Comparada com o Brasil, a realidade das periferias francesas é bem diferente. “Aqui, a maioria dos vulneráveis são os refugiados, por isso meu trabalho é voltado para eles. A França tem muita violência, periferias, não na mesma dimensão do Brasil, mas também tem. Hoje eu reproduzo aquilo que fizeram por mim”, reforça Jorge.
Hoje eu e meus colegas que estão em outros países temos conseguido viver da nossa arte.
Jorge Henrique
Três perguntas para José Virgílio, presidente do Arte no Dique
Qual a projeção que os jovens e adolescentes esperam alcançar com a música?
Aqueles que se aplicarem, estudarem e mostrarem dom poderão se tornar músicos profissionais.
Como a música auxilia esses jovens na sua formação como cidadão, ela realmente tem esse efeito de transformação?
Sim, a música e a arte têm a capacidade de transformar e abrir a mente das pessoas. O Arte no Dique tem como plataforma a formação do cidadão e hoje temos dois jovens que são músicos profissionais e tocam e dão aula de percussão na Europa, um na Itália e outro na França, formados no Arte no Dique.
Quais gêneros musicais abordados no projeto?

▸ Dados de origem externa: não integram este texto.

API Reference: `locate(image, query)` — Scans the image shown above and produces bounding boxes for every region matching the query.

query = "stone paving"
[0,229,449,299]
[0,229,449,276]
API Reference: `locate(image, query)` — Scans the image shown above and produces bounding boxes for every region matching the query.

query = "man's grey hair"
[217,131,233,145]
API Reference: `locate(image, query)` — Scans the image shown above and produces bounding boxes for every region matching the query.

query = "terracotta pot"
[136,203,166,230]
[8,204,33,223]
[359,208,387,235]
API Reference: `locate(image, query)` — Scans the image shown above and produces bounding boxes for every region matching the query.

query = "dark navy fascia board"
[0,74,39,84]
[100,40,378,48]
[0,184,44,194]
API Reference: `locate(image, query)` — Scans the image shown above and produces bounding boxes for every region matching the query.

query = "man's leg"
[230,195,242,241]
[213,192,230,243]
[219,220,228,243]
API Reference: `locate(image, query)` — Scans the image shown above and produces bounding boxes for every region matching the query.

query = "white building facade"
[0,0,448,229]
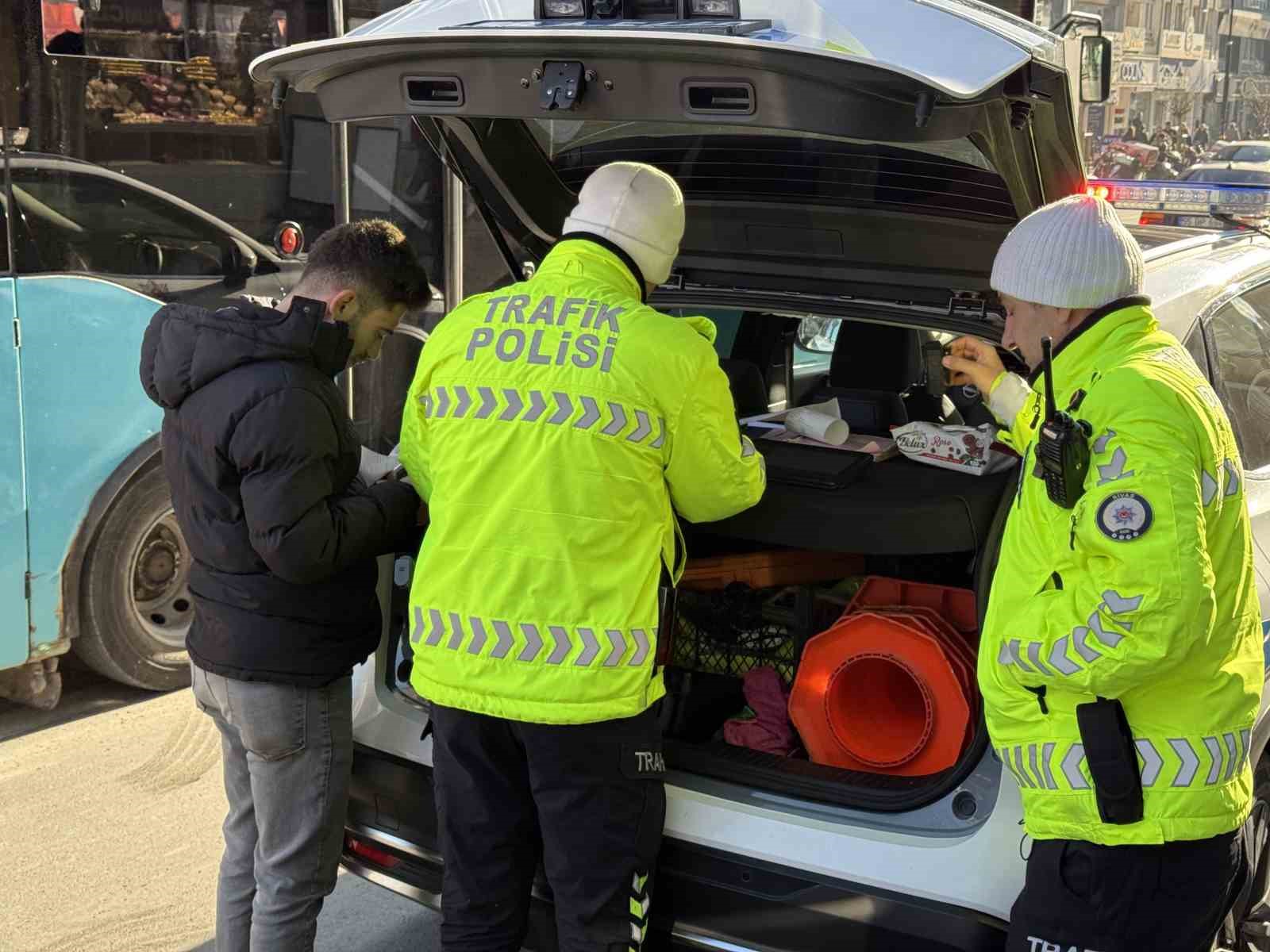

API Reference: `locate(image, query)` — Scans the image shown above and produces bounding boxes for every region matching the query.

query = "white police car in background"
[252,0,1270,952]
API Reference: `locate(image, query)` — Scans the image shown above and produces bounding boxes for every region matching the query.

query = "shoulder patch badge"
[1097,493,1156,542]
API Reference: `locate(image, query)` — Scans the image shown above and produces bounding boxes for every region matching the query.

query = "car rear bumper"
[341,745,1005,952]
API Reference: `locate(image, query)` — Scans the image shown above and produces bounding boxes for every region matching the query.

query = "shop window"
[13,169,233,278]
[1209,284,1270,470]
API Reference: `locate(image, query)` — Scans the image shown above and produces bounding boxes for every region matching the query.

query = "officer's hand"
[944,338,1006,396]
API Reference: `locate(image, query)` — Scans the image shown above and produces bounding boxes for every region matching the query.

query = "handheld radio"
[1037,338,1092,509]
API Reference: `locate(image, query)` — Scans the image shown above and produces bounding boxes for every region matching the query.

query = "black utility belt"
[1076,697,1141,825]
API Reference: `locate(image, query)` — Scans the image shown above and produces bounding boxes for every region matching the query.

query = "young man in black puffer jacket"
[141,221,430,952]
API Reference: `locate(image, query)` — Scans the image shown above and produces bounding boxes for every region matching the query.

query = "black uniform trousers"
[1006,831,1246,952]
[432,704,665,952]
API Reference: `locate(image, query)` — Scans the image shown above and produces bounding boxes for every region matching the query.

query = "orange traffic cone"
[790,608,974,777]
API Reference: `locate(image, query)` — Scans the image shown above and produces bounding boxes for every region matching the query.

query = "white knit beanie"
[992,195,1143,309]
[563,163,684,284]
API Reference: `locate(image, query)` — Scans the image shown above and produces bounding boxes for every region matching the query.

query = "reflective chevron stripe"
[1200,470,1221,505]
[1014,747,1037,789]
[1222,734,1242,779]
[419,385,665,455]
[1060,744,1090,789]
[630,873,652,952]
[1040,741,1058,789]
[995,728,1253,791]
[410,605,656,668]
[451,387,472,420]
[997,589,1145,678]
[1133,740,1164,787]
[1204,738,1222,787]
[1168,738,1199,787]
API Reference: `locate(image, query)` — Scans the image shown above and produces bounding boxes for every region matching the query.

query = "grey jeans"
[190,665,353,952]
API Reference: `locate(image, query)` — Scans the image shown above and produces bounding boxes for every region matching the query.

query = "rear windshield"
[529,119,1018,221]
[1217,142,1270,163]
[1181,169,1270,186]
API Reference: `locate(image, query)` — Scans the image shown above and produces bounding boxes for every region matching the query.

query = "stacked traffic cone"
[790,578,979,777]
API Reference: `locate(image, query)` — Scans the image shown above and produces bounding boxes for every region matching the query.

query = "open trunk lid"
[252,0,1084,305]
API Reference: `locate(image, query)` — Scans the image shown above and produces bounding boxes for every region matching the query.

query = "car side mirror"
[798,316,842,354]
[221,237,259,284]
[1081,36,1111,103]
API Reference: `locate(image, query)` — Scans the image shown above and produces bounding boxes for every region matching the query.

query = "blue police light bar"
[1084,179,1270,218]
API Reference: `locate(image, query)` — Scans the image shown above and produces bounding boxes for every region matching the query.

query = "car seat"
[815,321,992,436]
[719,357,768,416]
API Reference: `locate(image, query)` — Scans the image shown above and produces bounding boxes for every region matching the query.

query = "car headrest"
[719,357,768,416]
[829,321,921,393]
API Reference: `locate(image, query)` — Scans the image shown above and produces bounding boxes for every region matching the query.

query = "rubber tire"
[75,459,189,690]
[1218,751,1270,952]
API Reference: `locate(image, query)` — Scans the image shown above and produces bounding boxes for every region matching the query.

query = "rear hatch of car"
[252,0,1084,811]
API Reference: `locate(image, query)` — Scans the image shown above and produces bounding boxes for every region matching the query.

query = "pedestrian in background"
[141,221,430,952]
[402,163,764,952]
[945,195,1264,952]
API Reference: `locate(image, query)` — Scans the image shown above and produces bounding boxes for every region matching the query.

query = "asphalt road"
[0,670,440,952]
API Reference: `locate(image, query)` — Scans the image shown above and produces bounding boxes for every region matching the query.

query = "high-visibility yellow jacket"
[400,239,766,724]
[979,298,1264,844]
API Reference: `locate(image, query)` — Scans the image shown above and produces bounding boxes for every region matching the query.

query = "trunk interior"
[375,303,1018,812]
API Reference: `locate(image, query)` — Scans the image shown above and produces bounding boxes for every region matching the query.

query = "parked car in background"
[0,145,302,706]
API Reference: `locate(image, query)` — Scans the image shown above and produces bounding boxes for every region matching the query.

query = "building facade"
[1037,0,1270,138]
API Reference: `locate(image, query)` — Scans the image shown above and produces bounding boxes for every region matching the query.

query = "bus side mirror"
[1081,36,1111,103]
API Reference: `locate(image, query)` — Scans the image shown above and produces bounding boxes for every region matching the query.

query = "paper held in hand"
[741,400,899,462]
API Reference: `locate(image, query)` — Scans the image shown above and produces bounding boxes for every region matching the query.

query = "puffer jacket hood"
[141,298,353,410]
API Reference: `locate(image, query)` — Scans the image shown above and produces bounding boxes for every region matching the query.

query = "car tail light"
[344,836,402,869]
[688,0,741,21]
[542,0,587,19]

O Arte no Dique começou com a percussão, nosso carro-chefe. Começamos com o samba-reggae, ritmo criado pelo Maestro Neguinho do Samba, no Olodum. Hoje temos um ritmo percussivo próprio do Coletivo Querô, nossa banda percussiva. Temos também um festival “O Som das Palafitas”, no qual grandes cantores, cantoras e músicos brasileiros se apresentam na nossa sede para nossos alunos.